TikTok use has continued to grow apace despite a growing number of countries banning the app from government devices

TikTok use has continued to grow apace despite a growing number of countries banning the app from government devices. — © POOL/AFP Liam McBurney

A federal judge on Thursday temporarily blocked a ban on TikTok set to come into effect next year in Montana, saying the popular video sharing app was likely to win its pending legal challenge.

US District Court Judge Donald Molloy placed the injunction on the ban until the case, originally filed by TikTok in May, has been ruled on its merits.

Molloy deemed it likely TikTok and its users will win, since it appeared the Montana law not only violates free speech rights but runs counter to the fact that foreign policy matters are the exclusive domain of the federal government.

“The current record leaves little doubt that Montana’s legislature and attorney general were more interested in targeting China’s ostensible role in TikTok than they with protecting Montana consumers,” Molloy said in the ruling.

The app is owned by Chinese firm ByteDance and has been accused by a wide swathe of US politicians of being under Beijing’s tutelage, something the company furiously denies.

Montana’s law says the TikTok ban will become void if the app is acquired by a company incorporated in a country not designated by the United States as a foreign adversary.

TikTok had argued that the unprecedented ban violates constitutionally protected right to free speech.

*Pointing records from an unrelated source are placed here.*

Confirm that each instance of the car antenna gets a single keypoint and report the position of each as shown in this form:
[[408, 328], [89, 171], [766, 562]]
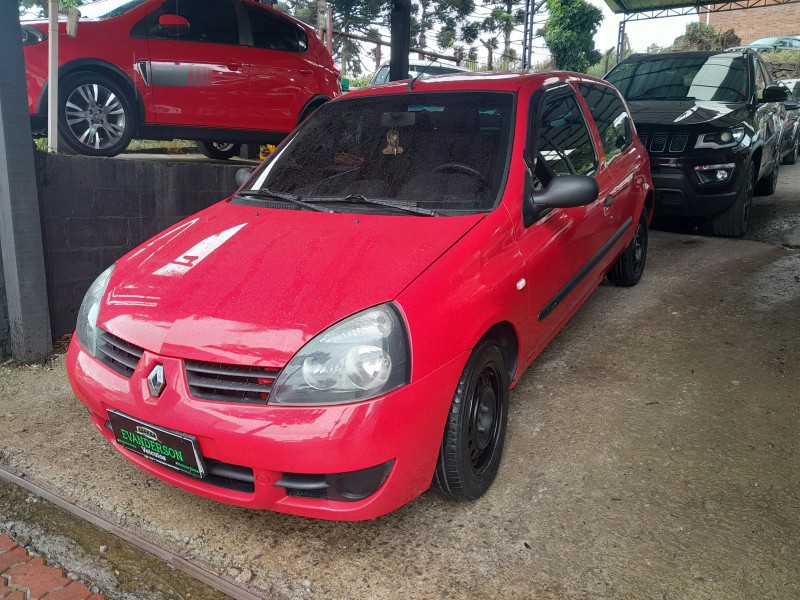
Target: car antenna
[[421, 71]]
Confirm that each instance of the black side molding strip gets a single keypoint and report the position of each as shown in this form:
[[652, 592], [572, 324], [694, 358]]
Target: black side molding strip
[[584, 271]]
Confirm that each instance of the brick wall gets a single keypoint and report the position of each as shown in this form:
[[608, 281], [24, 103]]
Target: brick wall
[[754, 23], [94, 210]]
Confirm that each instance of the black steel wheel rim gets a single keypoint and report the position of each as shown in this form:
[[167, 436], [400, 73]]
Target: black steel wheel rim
[[95, 116], [485, 417]]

The prohibition signed into law by Republican Governor Greg Gianforte is seen as a legal test for a national ban of the Chinese-owned platform, something lawmakers in Washington are increasingly calling for.

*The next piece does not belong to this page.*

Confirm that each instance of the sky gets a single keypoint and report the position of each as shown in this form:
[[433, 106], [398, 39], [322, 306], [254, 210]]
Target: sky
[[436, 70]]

Montana’s ban would be the first to come into effect in the United States – Copyright AFP Kirill KUDRYAVTSEV

The ban would make it a violation each time “a user accesses TikTok, is offered the ability to access TikTok, or is offered the ability to download TikTok.”

Each violation is punishable by a $10,000 fine every day it takes place.

Under the law, Apple and Google will have to remove TikTok from their app stores.

State political leaders have “trampled on the free speech of hundreds of thousands of Montanans who use the app to express themselves, gather information, and run their small business in the name of anti-Chinese sentiment,” ACLU Montana policy director Keegan Medrano said after the bill was signed.

The law is yet another skirmish in duels between TikTok and many western governments, with the app already banned on government devices in the United States, Canada and several countries in Europe.